Clojure In Small Pieces [pdf] - raju
http://daly.axiom-developer.org/clojure.pdf
======
raju
This is the link to the Clojure Google Groups discussion -
[http://groups.google.com/group/clojure/browse_thread/thread/...](http://groups.google.com/group/clojure/browse_thread/thread/460417fe45f314c3)

------
michaelty
"Thanks. I think that this is really useful in some contexts, especially where
you're trying to bring new developers up to speed on a language. One problem
I've found with open source is that once the original developer team leaves
the project just dies. Another problem is that new developers will add "new"
features that are already in the language elsewhere.

Working with the actual source surrounded by an explanation of "why" the code
exists and the ideas behind the code seems to me to solve both problems.

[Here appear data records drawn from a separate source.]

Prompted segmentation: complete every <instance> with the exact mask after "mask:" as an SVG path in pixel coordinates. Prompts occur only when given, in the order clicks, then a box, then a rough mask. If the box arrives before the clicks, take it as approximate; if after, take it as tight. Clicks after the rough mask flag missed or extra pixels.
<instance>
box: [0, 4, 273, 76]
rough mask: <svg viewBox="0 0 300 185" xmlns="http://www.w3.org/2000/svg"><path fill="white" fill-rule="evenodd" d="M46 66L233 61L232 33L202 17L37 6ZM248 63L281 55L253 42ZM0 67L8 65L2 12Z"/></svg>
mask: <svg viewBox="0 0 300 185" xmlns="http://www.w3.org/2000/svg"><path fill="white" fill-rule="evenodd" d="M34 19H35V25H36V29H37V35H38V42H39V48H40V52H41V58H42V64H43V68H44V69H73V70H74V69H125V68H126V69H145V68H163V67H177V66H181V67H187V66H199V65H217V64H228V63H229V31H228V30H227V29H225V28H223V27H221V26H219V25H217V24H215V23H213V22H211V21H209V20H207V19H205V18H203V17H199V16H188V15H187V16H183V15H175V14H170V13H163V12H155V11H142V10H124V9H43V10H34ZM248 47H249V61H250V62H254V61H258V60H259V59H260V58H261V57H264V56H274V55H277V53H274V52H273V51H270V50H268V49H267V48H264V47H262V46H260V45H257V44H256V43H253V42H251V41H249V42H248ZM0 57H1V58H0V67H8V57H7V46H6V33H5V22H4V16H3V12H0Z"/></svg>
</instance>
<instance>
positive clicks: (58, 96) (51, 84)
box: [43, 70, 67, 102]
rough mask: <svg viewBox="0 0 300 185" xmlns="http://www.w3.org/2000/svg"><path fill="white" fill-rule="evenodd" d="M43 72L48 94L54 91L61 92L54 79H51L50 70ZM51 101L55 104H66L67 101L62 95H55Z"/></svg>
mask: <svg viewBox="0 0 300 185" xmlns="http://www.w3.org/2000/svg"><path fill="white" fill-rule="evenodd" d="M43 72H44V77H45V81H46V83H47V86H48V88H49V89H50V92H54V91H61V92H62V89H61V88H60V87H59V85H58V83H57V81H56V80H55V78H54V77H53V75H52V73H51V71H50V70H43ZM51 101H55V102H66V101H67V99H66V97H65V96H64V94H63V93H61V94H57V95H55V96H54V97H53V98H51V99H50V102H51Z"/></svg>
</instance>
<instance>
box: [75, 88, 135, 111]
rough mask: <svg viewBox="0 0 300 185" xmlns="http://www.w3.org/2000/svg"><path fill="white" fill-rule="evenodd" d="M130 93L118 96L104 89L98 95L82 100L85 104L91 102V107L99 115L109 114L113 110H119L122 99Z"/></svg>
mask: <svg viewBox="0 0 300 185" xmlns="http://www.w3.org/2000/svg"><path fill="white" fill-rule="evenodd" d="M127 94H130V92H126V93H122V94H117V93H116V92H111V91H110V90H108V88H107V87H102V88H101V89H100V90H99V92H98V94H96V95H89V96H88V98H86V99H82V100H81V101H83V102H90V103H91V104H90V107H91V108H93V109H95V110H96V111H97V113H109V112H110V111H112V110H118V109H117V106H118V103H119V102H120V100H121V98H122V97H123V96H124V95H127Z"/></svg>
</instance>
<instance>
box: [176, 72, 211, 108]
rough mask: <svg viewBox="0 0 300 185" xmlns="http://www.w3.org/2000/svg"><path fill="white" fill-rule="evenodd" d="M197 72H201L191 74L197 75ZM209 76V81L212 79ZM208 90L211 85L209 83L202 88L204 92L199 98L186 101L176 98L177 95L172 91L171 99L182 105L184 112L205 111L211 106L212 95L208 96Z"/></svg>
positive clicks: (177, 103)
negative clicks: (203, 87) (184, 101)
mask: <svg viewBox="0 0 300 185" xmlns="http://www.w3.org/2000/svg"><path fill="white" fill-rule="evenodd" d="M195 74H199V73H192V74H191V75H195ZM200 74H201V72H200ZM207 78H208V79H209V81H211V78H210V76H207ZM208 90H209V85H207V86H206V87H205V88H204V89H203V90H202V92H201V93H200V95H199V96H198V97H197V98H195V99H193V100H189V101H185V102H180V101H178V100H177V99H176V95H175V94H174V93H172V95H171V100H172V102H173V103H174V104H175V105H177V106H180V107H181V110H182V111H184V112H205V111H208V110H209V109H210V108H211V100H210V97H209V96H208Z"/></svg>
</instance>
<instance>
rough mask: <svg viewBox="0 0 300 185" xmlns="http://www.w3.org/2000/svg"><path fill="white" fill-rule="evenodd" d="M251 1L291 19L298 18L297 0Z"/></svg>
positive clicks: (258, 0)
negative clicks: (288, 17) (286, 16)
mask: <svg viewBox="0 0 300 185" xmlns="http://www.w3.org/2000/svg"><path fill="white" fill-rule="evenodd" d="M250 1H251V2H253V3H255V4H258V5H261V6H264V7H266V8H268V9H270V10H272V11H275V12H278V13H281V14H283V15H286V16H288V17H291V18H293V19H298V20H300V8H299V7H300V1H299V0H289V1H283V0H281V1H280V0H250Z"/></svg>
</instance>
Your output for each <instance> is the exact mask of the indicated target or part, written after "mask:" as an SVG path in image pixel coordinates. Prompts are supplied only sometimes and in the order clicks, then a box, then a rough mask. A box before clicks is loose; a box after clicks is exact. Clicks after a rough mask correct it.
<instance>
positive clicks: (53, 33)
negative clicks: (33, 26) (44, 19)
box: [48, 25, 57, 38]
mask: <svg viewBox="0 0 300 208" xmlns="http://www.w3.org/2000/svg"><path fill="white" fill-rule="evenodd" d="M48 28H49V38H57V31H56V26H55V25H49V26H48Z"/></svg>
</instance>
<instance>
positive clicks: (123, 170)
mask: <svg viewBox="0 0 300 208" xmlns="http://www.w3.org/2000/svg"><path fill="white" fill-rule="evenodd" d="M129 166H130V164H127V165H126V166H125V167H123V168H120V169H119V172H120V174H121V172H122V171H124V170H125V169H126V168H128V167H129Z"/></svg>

The other problem is that clever code is hard to maintain even for the
original authors. I got my own "dirt simple" code back after 15 years and,
while I understood what the code did, I had no idea why it was there.
Sometimes whole subsystems die because they are no longer used but nobody is
able to remove the dead code because they don't understand it. "

Thoughts on this?

------
leppie
Did anyone actually look at the PDF?

Chapters 2 - 4 seemed interesting, but has no content.

The rest seems to be a java code dump in a 1000 page PDF.